China and India keep Asia growth stable
THE Asian Development Bank said yesterday that growth across the region was holding stable despite global headwinds, with resilience in China and India keeping it on track.
GDP for developing Asia is predicted to grow 5.7 percent in 2016 and 2017, according to the bank’s latest report – down slightly from 5.9pc in 2015.
“Strong growth in the PRC [China] and India is helping the region maintain its growth momentum,” said ADB’s deputy chief economist Juzhong Zhuang.
“Still, policymakers need to watch for the downside risks including potential capital reversals that could be triggered by monetary policy changes in advanced economies, especially the United States.”
Although China growth has dropped from 6.9pc last year, its performance so far in 2016 surpassed the bank’s previous forecast, with fiscal and monetary stimulus measures behind the increase, the report said.
The bank revised up slightly its predictions for China growth to 6.6pc in 2016 and 6.4pc in 2017. Both figures are up 0.1pc from the bank’s previous report in March.
India saw a boost to private consumption after recently approved increases in wages and pensions, and a healthy monsoon is likely to lift rural incomes, the ADB said.
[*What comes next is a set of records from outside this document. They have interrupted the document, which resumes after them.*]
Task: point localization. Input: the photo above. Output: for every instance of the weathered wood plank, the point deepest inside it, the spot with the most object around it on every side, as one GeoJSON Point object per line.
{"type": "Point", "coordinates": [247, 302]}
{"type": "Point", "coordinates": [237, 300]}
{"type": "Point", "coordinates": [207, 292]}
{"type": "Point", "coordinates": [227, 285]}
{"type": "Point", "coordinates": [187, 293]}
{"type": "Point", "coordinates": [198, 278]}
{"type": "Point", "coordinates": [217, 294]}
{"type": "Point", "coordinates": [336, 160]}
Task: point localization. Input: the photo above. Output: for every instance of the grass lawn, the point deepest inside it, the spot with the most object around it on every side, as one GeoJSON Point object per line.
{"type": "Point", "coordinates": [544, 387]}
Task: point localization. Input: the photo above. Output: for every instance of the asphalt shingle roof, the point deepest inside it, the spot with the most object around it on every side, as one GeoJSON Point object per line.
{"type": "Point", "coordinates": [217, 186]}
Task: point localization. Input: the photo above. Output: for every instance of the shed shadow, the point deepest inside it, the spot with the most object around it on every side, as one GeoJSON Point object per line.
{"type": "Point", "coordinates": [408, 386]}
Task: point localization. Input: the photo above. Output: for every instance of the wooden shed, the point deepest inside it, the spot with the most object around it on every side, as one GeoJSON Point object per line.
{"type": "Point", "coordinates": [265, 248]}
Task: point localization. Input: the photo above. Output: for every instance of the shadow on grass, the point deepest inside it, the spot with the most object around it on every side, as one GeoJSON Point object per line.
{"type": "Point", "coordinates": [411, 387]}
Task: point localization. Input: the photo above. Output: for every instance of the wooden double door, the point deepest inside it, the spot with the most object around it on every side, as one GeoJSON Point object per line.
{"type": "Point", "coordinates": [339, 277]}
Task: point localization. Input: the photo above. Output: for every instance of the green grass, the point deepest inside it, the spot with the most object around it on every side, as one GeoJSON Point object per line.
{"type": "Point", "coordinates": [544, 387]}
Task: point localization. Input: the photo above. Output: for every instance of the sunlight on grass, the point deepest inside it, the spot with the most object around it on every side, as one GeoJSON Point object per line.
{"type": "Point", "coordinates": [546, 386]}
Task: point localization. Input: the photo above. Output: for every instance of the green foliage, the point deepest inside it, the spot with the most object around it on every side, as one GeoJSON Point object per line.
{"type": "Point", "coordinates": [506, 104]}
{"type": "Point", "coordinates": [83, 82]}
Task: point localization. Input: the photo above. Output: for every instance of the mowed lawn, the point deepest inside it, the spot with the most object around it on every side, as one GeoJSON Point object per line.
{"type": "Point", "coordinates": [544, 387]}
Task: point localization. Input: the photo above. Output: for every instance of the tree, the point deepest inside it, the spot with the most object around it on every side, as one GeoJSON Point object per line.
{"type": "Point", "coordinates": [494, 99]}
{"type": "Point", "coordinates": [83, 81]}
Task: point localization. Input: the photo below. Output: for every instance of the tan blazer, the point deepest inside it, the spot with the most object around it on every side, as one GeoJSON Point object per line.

It maintained its growth forecast for India at 7.4pc for 2016 and 7.8pc for 2017, with improvements driven by a recovery in private investment and bank reforms.
However, a slow recovery in the United States, the eurozone and Japan will still weigh on the region, with question marks over monetary policy in those areas.
The report described risks to the regional outlook as “tilted to the downside”, with the possibility of a US Federal Reserve rate hike a possible threat to capital flows.
The ADB also warned policymakers against any move toward protectionism which it said “would only undermine the recovery”.
Looking to the future, the Manilabased regional bank said it was increasingly important for developing Asia to cut its carbon emissions, which went from 25pc of the global total in 1990–1999 to 40pc in 2012.
The effects of climate change, from shorter rainy seasons to droughts and outbreaks of disease could be catastrophic if unchecked, it said.
“If uncontrolled, climate change may lead to economic loss equivalent to 10pc of GDP in 2100, reversing many hard-won socioeconomic gains in the region,” the report said.
The ADB promotes social and economic development in Asia and has 67 members, 48 from the region.